Before the FreeBSD UEFI bootloader becomes available, all you need to do to boot up a FreeBSD system installed onto a GPT disk in a UEFI motherboard is to switch to legacy/CSM/MBR compatibility mode in your UEFI "BIOS". The appropriate bootstrapping codes should have been installed into the protective MBR of your GPT disk and your freebsd-boot partition by the installer automatically. With those codes in place, your motherboard will treat your GPT disk like an MBR disk in the MBR compatibility mode and boot directly into your FreeBSD partition, skipping the GRUB you may have installed into your EFI system partition. But it seems almost like impossible to chainload to the FreeBSD partition from GRUB if you boot up in UEFI mode.


----------



## krnlpk (May 18, 2014)

I cannot find CSM modality in my UEFI settings - *I* think it's not supported by this firmware.


----------



## helizeg (May 19, 2014)

There should be some sort of MBR compatibility mode (or whatever they like to name it) in your UEFI "BIOS". It is made mandatory by the UEFI specification for UEFI motherboards to be able to boot up a MBR disk. BTW, what is the manufacturer of your motherboard?


----------



## krnlpk (May 19, 2014)

helizeg said:
			
		

> There should be some sort of MBR compatibility mode (or whatever they like to name it) in your UEFI "BIOS". It is made mandatory by the UEFI specification for UEFI motherboards to be able to boot up a MBR disk. BTW, what is the manufacturer of your motherboard?


I have a laptop (Asus N56VZ), with an American Megatrends BIOS/UEFI - quite standard I think.
Yes, compatibility mode exists (I can boot from USB and CDs without /EFI directories so it's definitely present), but after installing the protective MBR in this way from the live CD: `gpart bootcode -b /boot/pmbr -p /boot/gptboot -i 8 ada0`, the boot loader menu still has only a list of the UEFI bootloaders in ada0p1, USB keys or CD drive, no entry for booting the harddisk.

Am I installing the pMBR in a wrong way? I remember that the menu used to show both the drive and the UEFI bootloader in /EFI if a CD with both is inserted (like the Windows one), so *I* assume it should behave the same way with a pMBR on the main hdd if anything was right (?)

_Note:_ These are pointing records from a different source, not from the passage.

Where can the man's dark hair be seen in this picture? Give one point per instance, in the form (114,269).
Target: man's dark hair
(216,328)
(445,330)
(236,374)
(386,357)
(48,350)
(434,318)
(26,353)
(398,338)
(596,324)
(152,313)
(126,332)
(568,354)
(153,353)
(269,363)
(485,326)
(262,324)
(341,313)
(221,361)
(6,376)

Also the main HDD is not listed under the "legacy devices" section inside the BIOS.


----------



## helizeg (May 19, 2014)

> CD:
> 
> 
> 
> ...



Your command should work fine. Though there are variations as to how manufacturers implement their own MBR compatibility mode, you shouldn't be able to see the lists of UEFI bootloaders installed in your UEFI system partitions when you're really booting up your laptop in "PURE" MBR mode. The fact that you got the list of UEFI bootloaders in you boot menu (F8??) suggested that you're in fact booting into the UEFI mode. 
Maybe your UEFI "BIOS" thought no one with a sane mind would like to boot up a GPT disk like a MBR disk §e  and so automatically switch to UEFI mode when she saw your GPT disk with the proper UEFI system partition containing valid UEFI boot loaders. If that's the case, I believe you have to enter the "BIOS" and see if you can force it to boot in the MBR compatibility mode. Disabling any UEFI-related boot options like secure boot may help



> Also the main HDD is not listed under the "legacy devices" section inside the BIOS.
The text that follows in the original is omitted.